Завершившийся в Китае XVIII съезд Компартии избрал новое руководство, которое будет управлять страной до 2022 года. Предстоящая десятилетка — решающая и для самого Китая, и для всех остальных стран. В итоге в мире либо сменится экономический лидер, либо появится колоссальная депрессивная территория с населением 1,3 млрд человек. "Власть" и McKinsey, один из глобальных лидеров в области стратегического консалтинга, представляют обзор главных вызовов десятилетия для Китая, а также возможных последствий для России.
Когда 15 ноября семерку новых постоянных членов политбюро ЦК Компартии Китая представляли СМИ, никто не ожидал, что новый лидер КНР Си Цзиньпин произнесет перед журналистами речь — формат встречи предусматривал лишь фотографирование и видеосъемку. По меркам западного политика выступление генсека считалось бы средненьким или даже провальным, но по китайским стандартам товарищ Си был необычайно красноречив. Он попросту отказался от партийного жаргона вроде "великих идей Мао Цзэдуна", "теории трех представительств" и прочей марксистской абракадабры, а говорил простым языком о волнующих людей проблемах вроде образования, пенсий и стабильной работы.

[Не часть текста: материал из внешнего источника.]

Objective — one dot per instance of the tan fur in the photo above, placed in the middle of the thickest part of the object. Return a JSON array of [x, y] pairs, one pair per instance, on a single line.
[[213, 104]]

Над решением этих задач товарищ Си, будущий премьер Ли Кэцян и их коллеги по политбюро ("Власть" рассказывала о них в серии статей "Карты Срединной империи", которые вышли 22 и 29 октября, а также 5 и 12 ноября 2012 года) будут работать в ближайшие десять лет. Правда, для достижения целей китайскому руководству придется найти ответ на ряд серьезных вызовов.
Большинство глобальных банков прогнозируют, что примерно к 2020-2025 году Китай наконец-то обгонит США по размеру ВВП и станет крупнейшей экономикой на планете. Однако эти оценки базировались на темпах роста, которые экономика КНР демонстрировала в стабильные нулевые — в среднем 10,5% в год (даже в кризис рост составил почти 11%). Однако эпоха роста китайского ВВП двузначными темпами закончилась. Официальный прогноз Госсовета на этот год — 7,5%. Цифры пока подтверждают плановые показатели. Рост ВВП за третий квартал в годовом исчислении составил всего 7,4% — самый низкий показатель с первого квартала 2009-го, когда Китай боролся с кризисом.
Само по себе торможение экономики не страшно. Во-первых, темпам и в 7,5%, и даже в 6% позавидовали бы многие развитые страны. Во-вторых, рост предыдущих десятилетий объяснялся эффектом низкой базы. По данным МВФ, в 2011 году номинальный ВВП КНР уже составлял чуть менее $7,3 трлн, обеспечить двузначные темпы роста при такой высокой базе очень непросто. Более того, китайское правительство давно готовилось к торможению, чтобы не допустить перегрева экономики. Но в следующие десять лет Китаю придется не только жить в условиях более медленного роста, но и бороться с негативными последствиями роста в предыдущие годы.
Долгое время на побочные эффекты можно было не обращать внимания, поскольку они не угрожали всей системе в целом. Однако теперь количество внутренних противоречий достигло критической точки. Недаром представители китайской элиты часто говорят о внешне успешном периоде правления прежнего тандема председателя Ху Цзиньтао и премьера Вэнь Цзябао как о "потерянном десятилетии" — несмотря на рост экономики, запуск человека в космос и выигранную Олимпиаду 2008 года в Пекине. Ху и Вэня критикуют за отсутствие глубинных реформ, которыми они не занимались. Так что теперь новой команде Си Цзиньпина и Ли Кэцяна придется с этим что-то делать, если они хотят сохранить власть в руках КПК.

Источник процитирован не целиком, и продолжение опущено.